Balasaheb never contested an election, nor did he ever hold a position of designated power and yet, his power and his hold over the populace remain unseen and unheard off. Those who didn’t revere him, feared him. None of us, in our lifetime, have seen such marooned and deserted streets in the crowded city of Mumbai. But on 18 November, it was empty, not less crowded but empty. People stayed indoors either out of grief or fear but whatever it was, they were glued to their TV sets seeing the last journey of a leader who was respected, loved or simply feared. Noone could dare to ignore him. The strange thing is that people who abhorred him also respectfully called him Saheb. He was a man of strange contradictions – even his cynics respected him for what he was.

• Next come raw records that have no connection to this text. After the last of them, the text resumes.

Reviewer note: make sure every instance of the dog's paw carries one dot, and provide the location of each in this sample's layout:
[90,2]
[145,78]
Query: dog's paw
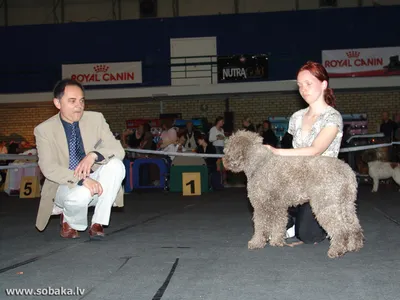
[256,244]
[279,243]
[335,254]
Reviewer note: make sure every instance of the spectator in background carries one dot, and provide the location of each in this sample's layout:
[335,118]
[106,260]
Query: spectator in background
[388,126]
[248,125]
[217,135]
[3,147]
[269,137]
[132,138]
[190,135]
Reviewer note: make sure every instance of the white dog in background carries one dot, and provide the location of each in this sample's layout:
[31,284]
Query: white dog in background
[378,170]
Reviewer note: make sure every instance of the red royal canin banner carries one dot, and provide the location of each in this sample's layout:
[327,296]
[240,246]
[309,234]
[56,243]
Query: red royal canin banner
[362,62]
[105,73]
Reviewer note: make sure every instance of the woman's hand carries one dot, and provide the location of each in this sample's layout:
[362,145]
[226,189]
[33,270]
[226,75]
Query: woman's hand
[273,150]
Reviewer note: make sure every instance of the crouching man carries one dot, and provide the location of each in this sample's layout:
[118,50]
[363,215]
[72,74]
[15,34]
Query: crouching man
[82,163]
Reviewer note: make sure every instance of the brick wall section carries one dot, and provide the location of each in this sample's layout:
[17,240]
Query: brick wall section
[19,120]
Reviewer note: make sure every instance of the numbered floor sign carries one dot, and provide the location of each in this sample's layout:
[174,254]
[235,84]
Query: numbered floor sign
[30,187]
[191,184]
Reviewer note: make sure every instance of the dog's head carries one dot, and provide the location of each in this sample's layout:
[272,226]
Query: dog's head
[237,149]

What the world saw on 18 November 2012, was a sight that the posterity will Google but will seldom see in their lifetime – that a leader died and the city cried while the nation gaped with surprise over a mammoth funeral procession where people across all castes, creed and religiona came to bid adieu to their leader. If you are not a Mumbaikar, you would not be able to feel his power, his aura. You would have to have faced the traffic snarls on Dussehra because lakhs had converged in Shivaji Park just to hear the famous firebrand speech of their Tiger Thackeray. His speeches were quoted in local trains, markets, share bazaars, film sets, like famous dialogues from Hindi films. It didn’t matter whether you we re a supporter or not but he would catch your attention. You just could not ignore Balasaheb.

The world will never again hear him roar from the Shivaji Park dias but the flames that rose on the evening of 18 November from Balasaheb Thackeray’s pyre was a light to the life and times of man who will always be remembered as the ‘Tiger of Indian Politics,’ be it for the right or the wrong reasons.
*Ashoke Pandit is a community activist dedicated in community service since his young days. As a popular film Director Ashok Pandit has made films like 'Sheen' and 'Meri Zameen' on the Kashmir problem to throw light on the plight of his community of Kashmiri pundits. In fact, it was his passion that urged him to shoot a documentary 'Sharnarthi Apne Desh Mein' (refugee in one's own land) that won him the RAPA award for the best documentary in 2000.